Table 17 Comparison optimization results of MLP_Cancer classification problem
Fig. 16
figure 16

The convergence curves of MLP_Cancer dataset problem

Fig. 17
figure 17

The variance diagram of MLP_Cancer dataset problem

7 Conclusions and future outlook

BES has been utilized to solve complex optimization problems across a diverse range of fields. However, the basic BES still has a likelihood of getting stuck in a local optimal stagnation and failing to attain the satisfied global optimal solution. To handle this problem, we proposed a novel multi-strategy boosted BES (MBBES), which includes the modifications of parameter \(\alpha\), two mutation operators and fall stage strategy. The modified adaptive parameter \(\alpha\) strikes a good balance between the exploration and exploitation stages of the algorithm. Two mutation operators cooperate well, helping the algorithm escape from local optima as well as enhancing its convergence. Moreover, a fall stage is introduced instead of the swoop stage, which can accelerate the convergence speed of the basic BES. The performance of proposed MBBES is demonstrated using two sets of test functions CEC2014 and CEC2017. The numerical results, convergence curves, boxplots, Friedman ranking test and Wilcoxon signed-rank test show that the proposed MBBES is better than the other compared algorithms, including the BO, DO, GWO, QRHHO, DETDO, MPSO, and TACPSO. Moreover, the MBBES also has been employed to tackle five realistic constrained issues, including the welded beam design, pressure vessel design, reducer design, three-bar truss design and tubular column design, as well as three MLP classification problems, namely MLP_XOR, MLP_Iris and MLP_Cancer. According to the optimization results, the proposed MBBES has demonstrated its superior performance for solving these optimization problems in practise.

However, it also should be noted that the proposed MBBES is not good at solving some test functions in CEC2014 and CEC2017, such as F29 in CEC2014 and F30 in CEC2017.

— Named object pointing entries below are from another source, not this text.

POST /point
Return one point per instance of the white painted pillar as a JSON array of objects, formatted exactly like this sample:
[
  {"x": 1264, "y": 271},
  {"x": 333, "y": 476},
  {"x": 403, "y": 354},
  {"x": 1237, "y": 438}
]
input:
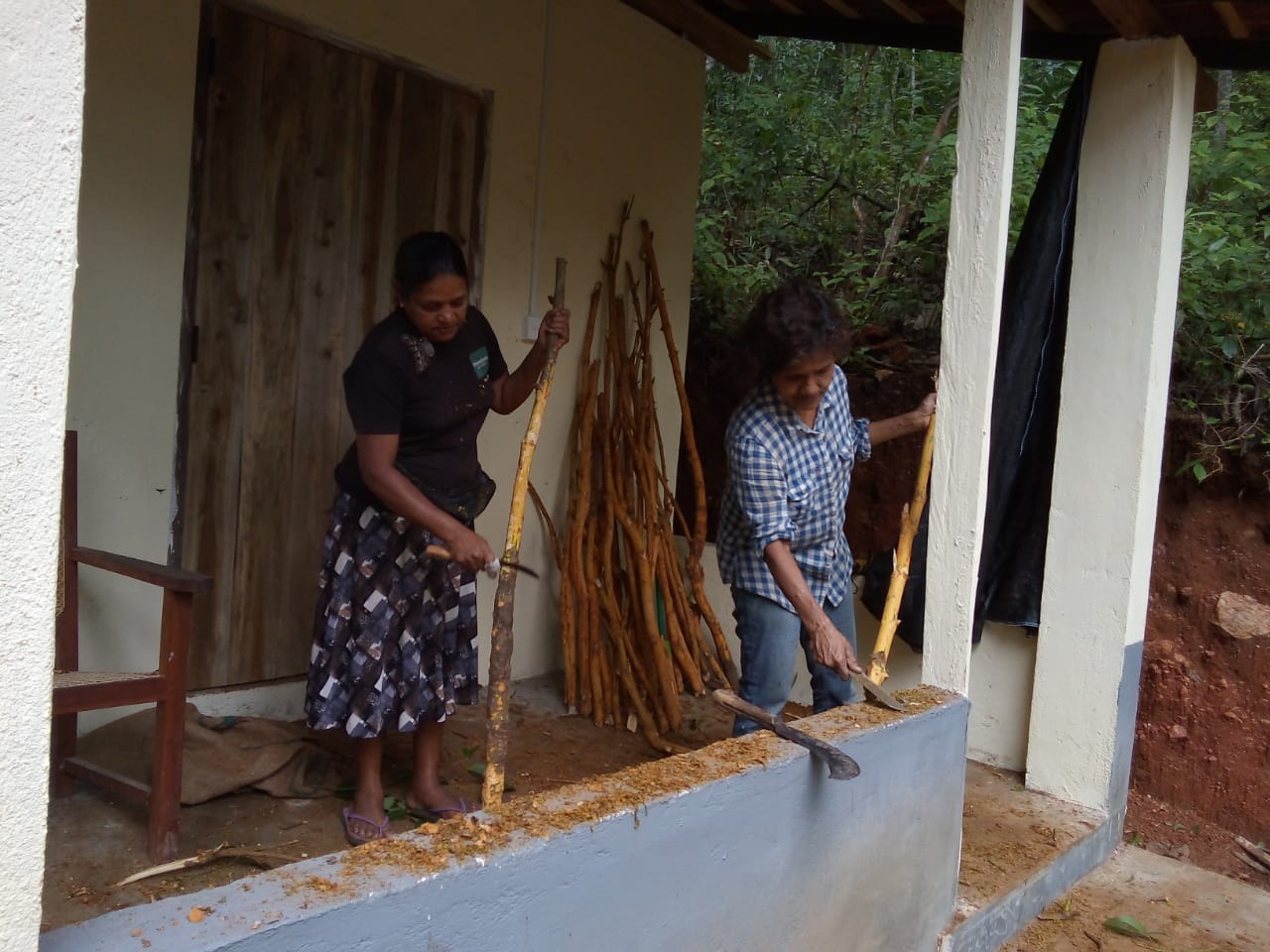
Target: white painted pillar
[
  {"x": 41, "y": 126},
  {"x": 1115, "y": 380},
  {"x": 978, "y": 226}
]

In the future, the MBBES can be further strengthened by introducing more effective strategies to avoid falling into the local optimal and get closer to the theoretical results. It can be also compared with some recent algorithms such as GAEFA-HK (Chauhan et al. 2024), iAEFA (Chauhan and Yadav 2023), and others. Meanwhile, the MBBES can be used to solve other real-world complex optimization problems as well as develop a parallel computing algorithm that leverages MBBES and parallel theory to tackle intricate optimization tasks.